Pax motif degeneracy is necessary for cooperative ternary complex assembly. (A) A SELEX-derived Pax6 PWM (50) was downloaded from JASPAR and is displayed above DC5 (21) and N3 (36) enhancer sequences. The residues introduced into the DC5con element to generate a pax site resembling the SELEX consensus are shown in red. (B) EMSAs to monitor the formation of ternary Sox2–Pax6–DNA complexes on DC5con, LE9, DC5 and N3 elements. The cartoon on the left depicts different complexes obtained during EMSA. (C) A structural model of Sox2–Pax6–DNA complex is shown. The DNA is shown as gray surface. The Sox2-HMG derived from PDB-ID 1GT0(13)is shown in blue and the Pax6-PRD (PDB-ID 6PAX (30)) in orange. Pax6-PRD subdomains (DBD1 and DBD2) and the linker are marked. (D) Cooperativity factors are calculated after quantifying the four possible microstates seen on EMSA gels (free DNA, Sox2.DNA, Pax6.DNA and Sox2.Pax6.DNA) using established procedures (16) and are shown as boxplots using data from 9–13 replicate experiments. Values for the LE9 enhancer could not be reliably determined as the ternary complex bands were barely detectable. (E) EMSAs were performed by simultaneously incubating Sox2 and Pax6 with differently labeled DC5 and DC5con DNA. Gels are shown after scanning using Cy5 (670 nm band-pass emission filter) or FAM (520nm band-pass emission filter) settings on a Typhoon phosphorimager. In total, 300 nM of each Cy5-DC5 and FAM-DC5con were used along with 100 nM Pax6 (FAM and cy5 control, lanes 3,4,7,8) or 300 nM Pax6 (lanes 10–18). Moreover, 100 nM Sox2–109aa was used in the Cy5 and FAM control reactions (lanes 2,4,6,8) or with increasing concentrations from 25 to 600 nM (lanes 11–18).

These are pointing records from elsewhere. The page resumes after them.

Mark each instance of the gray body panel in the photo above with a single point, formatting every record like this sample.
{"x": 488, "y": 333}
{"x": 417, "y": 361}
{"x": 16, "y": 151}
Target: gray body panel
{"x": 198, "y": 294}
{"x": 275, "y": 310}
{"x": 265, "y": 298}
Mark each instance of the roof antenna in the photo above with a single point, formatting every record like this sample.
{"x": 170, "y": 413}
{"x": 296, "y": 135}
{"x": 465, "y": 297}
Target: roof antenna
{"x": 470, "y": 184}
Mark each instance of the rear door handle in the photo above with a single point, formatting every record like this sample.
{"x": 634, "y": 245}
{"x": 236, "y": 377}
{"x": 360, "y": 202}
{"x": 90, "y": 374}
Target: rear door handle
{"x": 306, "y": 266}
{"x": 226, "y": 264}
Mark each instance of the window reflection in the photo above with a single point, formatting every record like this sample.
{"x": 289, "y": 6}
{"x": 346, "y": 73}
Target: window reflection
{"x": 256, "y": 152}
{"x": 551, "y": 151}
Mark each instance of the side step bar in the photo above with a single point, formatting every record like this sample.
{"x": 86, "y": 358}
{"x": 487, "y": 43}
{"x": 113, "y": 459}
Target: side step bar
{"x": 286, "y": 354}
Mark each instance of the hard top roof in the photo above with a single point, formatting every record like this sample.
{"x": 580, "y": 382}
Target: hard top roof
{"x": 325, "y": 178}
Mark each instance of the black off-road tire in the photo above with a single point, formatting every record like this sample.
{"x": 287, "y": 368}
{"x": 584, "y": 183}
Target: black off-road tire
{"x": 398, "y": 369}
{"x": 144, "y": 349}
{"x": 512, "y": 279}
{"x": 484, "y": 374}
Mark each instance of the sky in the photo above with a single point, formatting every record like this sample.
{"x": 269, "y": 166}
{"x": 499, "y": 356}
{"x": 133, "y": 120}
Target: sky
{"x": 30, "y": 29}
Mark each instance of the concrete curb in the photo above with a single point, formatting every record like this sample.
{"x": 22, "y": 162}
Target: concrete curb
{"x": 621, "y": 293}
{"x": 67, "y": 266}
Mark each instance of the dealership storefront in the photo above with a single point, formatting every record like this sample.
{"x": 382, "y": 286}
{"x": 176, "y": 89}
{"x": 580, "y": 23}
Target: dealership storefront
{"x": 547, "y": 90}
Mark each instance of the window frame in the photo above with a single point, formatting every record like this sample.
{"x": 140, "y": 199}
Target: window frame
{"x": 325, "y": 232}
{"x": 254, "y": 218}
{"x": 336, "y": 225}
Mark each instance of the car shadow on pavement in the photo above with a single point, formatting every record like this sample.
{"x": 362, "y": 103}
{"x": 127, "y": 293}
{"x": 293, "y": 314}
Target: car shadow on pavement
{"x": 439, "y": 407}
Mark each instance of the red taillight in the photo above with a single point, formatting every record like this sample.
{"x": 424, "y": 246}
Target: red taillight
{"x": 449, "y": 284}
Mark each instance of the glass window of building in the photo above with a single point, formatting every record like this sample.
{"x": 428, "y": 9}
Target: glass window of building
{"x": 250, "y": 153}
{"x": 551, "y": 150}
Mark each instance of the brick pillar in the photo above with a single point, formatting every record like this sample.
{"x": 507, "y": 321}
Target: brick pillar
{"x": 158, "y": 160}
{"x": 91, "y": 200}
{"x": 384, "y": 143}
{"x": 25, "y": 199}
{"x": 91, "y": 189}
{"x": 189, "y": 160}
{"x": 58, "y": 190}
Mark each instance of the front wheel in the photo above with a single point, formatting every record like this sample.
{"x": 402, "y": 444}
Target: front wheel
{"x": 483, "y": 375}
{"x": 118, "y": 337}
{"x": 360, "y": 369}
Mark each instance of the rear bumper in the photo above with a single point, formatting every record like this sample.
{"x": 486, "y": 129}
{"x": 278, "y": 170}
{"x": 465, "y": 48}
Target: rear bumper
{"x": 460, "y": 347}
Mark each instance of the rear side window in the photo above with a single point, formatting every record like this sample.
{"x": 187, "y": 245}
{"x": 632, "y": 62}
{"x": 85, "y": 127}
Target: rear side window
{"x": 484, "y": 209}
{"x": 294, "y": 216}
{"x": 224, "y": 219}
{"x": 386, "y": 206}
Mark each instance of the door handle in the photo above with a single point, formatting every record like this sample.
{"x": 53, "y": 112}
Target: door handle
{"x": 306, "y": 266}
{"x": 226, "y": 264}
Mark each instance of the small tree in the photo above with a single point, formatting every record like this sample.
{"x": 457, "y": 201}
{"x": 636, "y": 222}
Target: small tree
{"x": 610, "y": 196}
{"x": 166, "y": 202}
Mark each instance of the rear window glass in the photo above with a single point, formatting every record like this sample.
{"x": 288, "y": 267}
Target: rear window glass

The composite Sox2–Pax6-binding site is compact and rigidly spaced

Next we studied the effect of inter-motif distances on the efficiency for Sox2–Pax6 dimerization. The 2, 4 and 10 base pair spacers have previously been found to abrogate Sox2–Pax6 cooperation on the DC5 element (24). Here we extended these studies by interrogating the effect of motif spacing from -2 to 5 base pairs at 1-bp intervals (Figure 3A and B). We observed that even subtle changes to the spacing between the sox and pax half-sites had profound effects on complex formation (Figure 3A–C). Ternary complexes are barely visible and cooperativity factors turn negative upon reducing the spacing between the motifs by 1 and 2 bp. This indicates competitive binding possibly due to steric hindrance when the proteins are brought too close to each other. Upon increasing the spacing (+1,+2,+3 & +5), the cooperativity factor markedly decreases (∼30-fold) reminiscent of the additive binding seen on the DC5con element (Figure 3B and C). The +4bp spacer is an exception as it retains a weak albeit still strongly reduced cooperativity as compared to the other non-native spacers (Figure 3C). Collectively, these experiments highlight that precise motif juxtaposition is necessary for the formation of a cooperative Sox2–Pax6–DNA complex. Even small perturbations to the enhancer architecture lead to drastic reductions in ternary complex assembly, suggesting rigid spatial constraints for the assembly of the complex.

Figure 3.

Figure 3.

Effect of motif spacing and sequence features on Sox2–Pax6 cooperativity. (A,B) EMSAs using DC5 enhancer elements with systematically altered spacing between sox (blue) and pax (orange) binding elements. (C) Cooperativity factor measurements revealed a drop in the cooperativity by at least an order of magnitude for all artificial spacers as compared to the native element. (D) DC5 sequences were sequentially converted into DC5con-like sequences corresponding to the Pax6 consensus and cooperativity factors were determined (E). Whiskers in barplots indicate standard deviations. (F) Interactions between Asn14 and Gly15 and DC5con-like sequence as seen in the 6pax crystal structure and the DC5con model and perturbations of these interactions when Pax6 is bound to DC5 (G) or N3 (H) sequences.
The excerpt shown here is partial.